Consider Twitter, the example MOC used in their podcast. A business may rely on Twitter for customer feedback, or as the basis for selling some cool value-add service (like TweetDeck). Consumers may use Twitter instead of spending money on phone calls and SMS. But these users run the risk of two types of single-point-of-failure: System failure and commercial failure.
Twitter has fallen over in the recent past. It became renowned for its iffy architecture. Even the mighty Google, with its clouds and data centers, has lost some services from time to time. Web 2.0 services typically have a single service provider, maybe a single data centre, application instance, that will fail at some point, even if they use reasonable internal redundancy in their hardware and network platforms.
This is quite different from email, for example, which is very resilient to failure. Each organization, or at least each ISP, has its own SMTP, POP3 and IMAP services. These communicate over the Internet which relies on telco-grade networks. A well built, well managed network, running an inherently resilient protocol, with multiple service nodes.
What if Twitter goes out of business? Given the lack of obvious revenue streams for many Web 2.0 services, this is not at all unlikely. Without clear revenue streams it would also be quite possible that no one would step in to take over. The industry would just let it die as a failed experiment.
And you can’t just move your Twitter account to a competitor, if any are left. The technology is different. Integration APIs are different. Assets such as URLs may have to change. Groups, followings, friends and so on would have to be re-established.
If Twitter, then why not Skype? If Skype went down the pan, what are your options for number portability to another service provider?
Traditional service providers have clear revenue streams. They have physical assets.
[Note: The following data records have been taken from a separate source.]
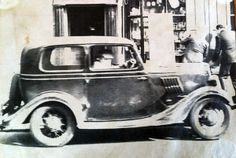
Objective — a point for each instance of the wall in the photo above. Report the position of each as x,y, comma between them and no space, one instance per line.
27,22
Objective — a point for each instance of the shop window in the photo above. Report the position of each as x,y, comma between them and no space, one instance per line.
85,20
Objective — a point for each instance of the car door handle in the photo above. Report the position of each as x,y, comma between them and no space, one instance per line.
143,78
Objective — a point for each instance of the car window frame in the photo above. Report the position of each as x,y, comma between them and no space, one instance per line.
60,70
140,67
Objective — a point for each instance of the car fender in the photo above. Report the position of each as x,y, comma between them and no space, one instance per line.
180,111
74,104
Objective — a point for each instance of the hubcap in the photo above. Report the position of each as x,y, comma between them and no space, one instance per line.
211,117
53,124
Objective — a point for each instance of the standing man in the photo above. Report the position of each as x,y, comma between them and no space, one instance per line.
225,52
196,49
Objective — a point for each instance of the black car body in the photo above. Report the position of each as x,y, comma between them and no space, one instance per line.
102,83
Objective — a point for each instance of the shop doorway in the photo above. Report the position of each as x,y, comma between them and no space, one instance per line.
86,20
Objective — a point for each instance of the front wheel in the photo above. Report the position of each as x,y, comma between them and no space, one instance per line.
52,125
210,118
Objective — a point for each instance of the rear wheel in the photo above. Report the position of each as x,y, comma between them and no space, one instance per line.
210,118
52,125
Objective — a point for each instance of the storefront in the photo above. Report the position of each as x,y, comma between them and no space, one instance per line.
81,17
198,16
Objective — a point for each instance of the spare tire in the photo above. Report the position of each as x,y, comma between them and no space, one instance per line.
14,95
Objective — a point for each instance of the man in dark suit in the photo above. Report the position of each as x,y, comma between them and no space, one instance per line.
225,52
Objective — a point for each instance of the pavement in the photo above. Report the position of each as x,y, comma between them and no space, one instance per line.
163,142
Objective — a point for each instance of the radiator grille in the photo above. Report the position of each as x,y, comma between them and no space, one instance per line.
172,85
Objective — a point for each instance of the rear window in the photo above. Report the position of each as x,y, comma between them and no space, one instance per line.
63,58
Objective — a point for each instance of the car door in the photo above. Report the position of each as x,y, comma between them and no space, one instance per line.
119,88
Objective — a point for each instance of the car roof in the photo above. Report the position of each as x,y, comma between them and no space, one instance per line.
72,40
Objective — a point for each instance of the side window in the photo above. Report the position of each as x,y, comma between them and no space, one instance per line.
63,58
113,58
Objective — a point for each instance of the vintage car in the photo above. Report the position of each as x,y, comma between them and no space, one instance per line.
102,83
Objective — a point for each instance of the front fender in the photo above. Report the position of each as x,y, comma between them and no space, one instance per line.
180,111
75,105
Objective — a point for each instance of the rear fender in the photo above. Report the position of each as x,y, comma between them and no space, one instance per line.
74,104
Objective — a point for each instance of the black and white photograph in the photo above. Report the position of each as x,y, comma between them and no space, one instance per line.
117,78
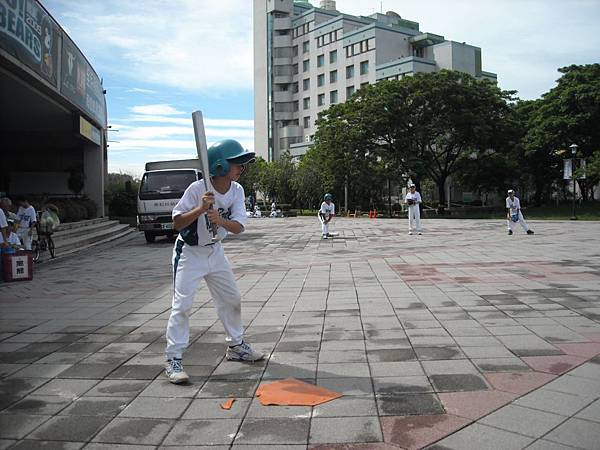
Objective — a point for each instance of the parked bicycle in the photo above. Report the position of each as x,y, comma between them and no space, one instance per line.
43,242
45,228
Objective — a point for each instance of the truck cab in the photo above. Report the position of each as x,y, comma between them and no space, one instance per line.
162,185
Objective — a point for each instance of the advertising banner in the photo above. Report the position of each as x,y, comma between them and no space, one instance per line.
29,34
80,84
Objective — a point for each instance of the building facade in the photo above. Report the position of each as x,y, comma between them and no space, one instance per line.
308,58
53,116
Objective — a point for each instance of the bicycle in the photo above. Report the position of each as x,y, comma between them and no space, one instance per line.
42,243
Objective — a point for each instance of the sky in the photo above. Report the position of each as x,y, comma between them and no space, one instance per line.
160,60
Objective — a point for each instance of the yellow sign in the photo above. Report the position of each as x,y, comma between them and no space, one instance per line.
89,131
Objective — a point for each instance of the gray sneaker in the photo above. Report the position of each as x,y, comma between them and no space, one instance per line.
174,371
243,352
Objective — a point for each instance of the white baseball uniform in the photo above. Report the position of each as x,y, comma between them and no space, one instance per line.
327,211
514,207
26,217
206,260
414,213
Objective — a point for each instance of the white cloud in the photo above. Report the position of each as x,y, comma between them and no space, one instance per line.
193,45
155,109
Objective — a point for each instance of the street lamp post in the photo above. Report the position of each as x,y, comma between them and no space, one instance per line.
573,148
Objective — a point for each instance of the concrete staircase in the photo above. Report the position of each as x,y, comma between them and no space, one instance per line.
72,237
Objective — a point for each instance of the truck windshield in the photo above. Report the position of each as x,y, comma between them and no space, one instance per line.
169,183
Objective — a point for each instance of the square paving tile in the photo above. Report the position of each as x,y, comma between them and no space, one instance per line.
478,437
224,388
528,422
409,404
474,405
70,428
518,382
203,432
401,385
553,364
156,407
458,382
118,388
346,407
134,431
273,431
96,406
345,429
415,432
39,404
17,426
210,408
577,433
They have intellectual assets. Sure, a telco could crash and burn if the economic situation was critical, but it’s much less likely that no-one would take on the business. And thanks to deregulation, it would be easy to move customers from a failed service provider to a healthier one.
‘Go telcos!’. They’re clearly better, right?
Over the top services are attractive to end users. They’re innovative, colorful and cheap to use. Despite all the hype around ‘customer experience’ it is often the customer who is last to consider their own overall experience. Web 2.0 is instantly accessible and instantly satisfying. Customers, use to stuff ‘just working’, are happy to assume Web 2.0 services will satisfy their medium and long-term needs, at least until something else shiny comes along.
Web 2.0 will only be a success (i.e. have a practical revenue model) when businesses and customers have a long-term financial or lifestyle investment in the service. Only then will reliability and stability start to be a bigger factor, in the customers’ experience, than instant satisfaction.
Until that day of judgment comes, when traditional telcos are vindicated and hailed as champions of quiet efficiency and reliability, customers will put up with the experience of free, easy, no-strings-attached, blissful naivety.